(Clockwise, sisters Charlene, Florence and Ramona)
My Dear Sister Ramona,
You were my big sister; but, we never got to trade clothes, have sister chats and do all of the other things that most sisters do with each other because we were separated by circumstances that were beyond our control. I only knew about you, but never really got to know the real you as I grew up. As an adult, one year led to another and then another without us interacting. I moved out of state, and more years went by. We followed our own paths that rarely intersected save for important family events that would bring us together. I thought about you often; but I was always so far away. Our children grew up and left the nest to begin their lives and make their own mark. Your life took a different path than mine. Yours was a glorious journey filled with a patchwork of relationships, good times and bad times, loving, nurturing, loss, commitment, and justification.
You were always a bit of a larger-than-life mystery to me. That might seem odd to some who’ve regularly interacted with you and most likely know you differently. But, eleven years is a big age difference between siblings, especially when you’re a kid, even under the best of circumstances. Ours is a story of years of separation followed by a time of reconnection that led ultimately to a beautiful restoration.
Early on, everything I knew about you came from the one-sided conversations I overheard from listening to the regular phone chats between Grandma Wright, RoRo, and Grandma Edna. In the family, you were known as the smart one; a quick study who never needed to labor over lessons in school because you got it the first time around. You were a high spirited young girl who loved to dance and have fun. Again, this I learned from Grandma’s side of the phone conversations.

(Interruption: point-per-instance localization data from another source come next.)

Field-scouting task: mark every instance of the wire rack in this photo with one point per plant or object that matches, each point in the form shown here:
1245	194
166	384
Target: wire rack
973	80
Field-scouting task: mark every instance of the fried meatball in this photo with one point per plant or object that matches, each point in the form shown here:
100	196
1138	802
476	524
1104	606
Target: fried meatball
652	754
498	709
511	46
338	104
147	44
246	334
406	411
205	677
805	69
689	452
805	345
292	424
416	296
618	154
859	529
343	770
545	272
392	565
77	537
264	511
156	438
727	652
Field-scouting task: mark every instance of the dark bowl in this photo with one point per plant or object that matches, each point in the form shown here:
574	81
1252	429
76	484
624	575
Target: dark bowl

Back then, our paths rarely ever physically crossed except every couple of years when we both happened to wind up visiting grandma at the same time. I grew into adulthood and you started your family. Without grandma’s house as the focal point of connection, our already fragile relationship grew even more distant. I moved far away. Whenever I would return to San Francisco, you, Charlene and I would meet for dinner at a restaurant somewhere. You stayed planted in your neighborhood. Your family grew and you grew as a person, as well. You went back to school to become the educator we all knew you were capable of becoming. Teaching the little ones—this was your calling
In 2002, I returned to the Bay Area to live. Sis, did you ever wonder why after so many years of living elsewhere, I decided to come back home? Well, even though I had a wonderful husband, son and by this time a grandson, still, there were empty spaces that needed to be filled. It was a longing for those overdue sister-chats and affirmations that only a sibling can satisfy. Right off, you started inviting me to family functions and I went. We got to know each other better. Our children got to know each other. Then, seven years later, when my journey again led me away from San Francisco and to North Carolina, and once again I needed to say goodbye, I was, of course, sad to leave, but it was different this time. My heart was now full. The empty spaces were now occupied with new memories made during my time spent with you and the family. On my last day in the city, you, me and Charlene, went to lunch at the Beach Restaurant. I promised to stay connected no matter the distance. I didn’t forget that promise. Once in North Carolina, I called you regularly. You called me too. We learned new things about each other during our conversations. I shared my photos with you and you told me things about our family that I never knew. You knew so much about our family’s history. I was amazed.
When I think about you sis, two words immediately come to mind—family, and community. Your world was your family. You were always involved with whatever they were doing. You were a natural nurturer and your children were the direct beneficiaries. Next you opened your arms to the grandchildren and finally the great-grand’s. What a family you created and oh my, how they do love you. Your commitment to your community was reflected in the fact that you stayed anchored rather than moving from place to place. I’d hear you say that you had to go and volunteer your time at the neighborhood food bank and at your church. You seemed to enjoy contributing without the need for fanfare or the spotlight. You simply saw a need and sought to find way to meet it.
So as your family and friends reflect back on and celebrate your life, I’m reminded of your 70th birthday party and how your face glowed when picture taking time came around. You asked for the children to circle around you. What a lovely sight it was to see you with babies in both arms and in your lap while the children all gathered around you—the next generation—encircling you as planets to the sun, in their own orbit, yet drawn and energized by you at the center.
We also celebrate the beginning of your new journey. Now beside your Lord, looking down upon your loved ones, you continue to be with us as he says to you:
“Well done, good and faithful servant; thou hast been faithful over a few things. I will make thee ruler over many things; enter thou into the joy of thy lord.”
(King James Bible, Matthew: 25:21).
I love you, sis and will cherish your memory always. You have left a proud and wonderful legacy that will live on, and continue to grow stronger and bless others. Yes, you’ve gone through many challenges yet were resilient enough to sustain and eventually emerge the victor—stronger and more committed than when you began. As I think back on your life, and how many you’ve touched, one thought keeps coming to mind. With all that you have contributed and accomplished, wouldn’t daddy have been proud?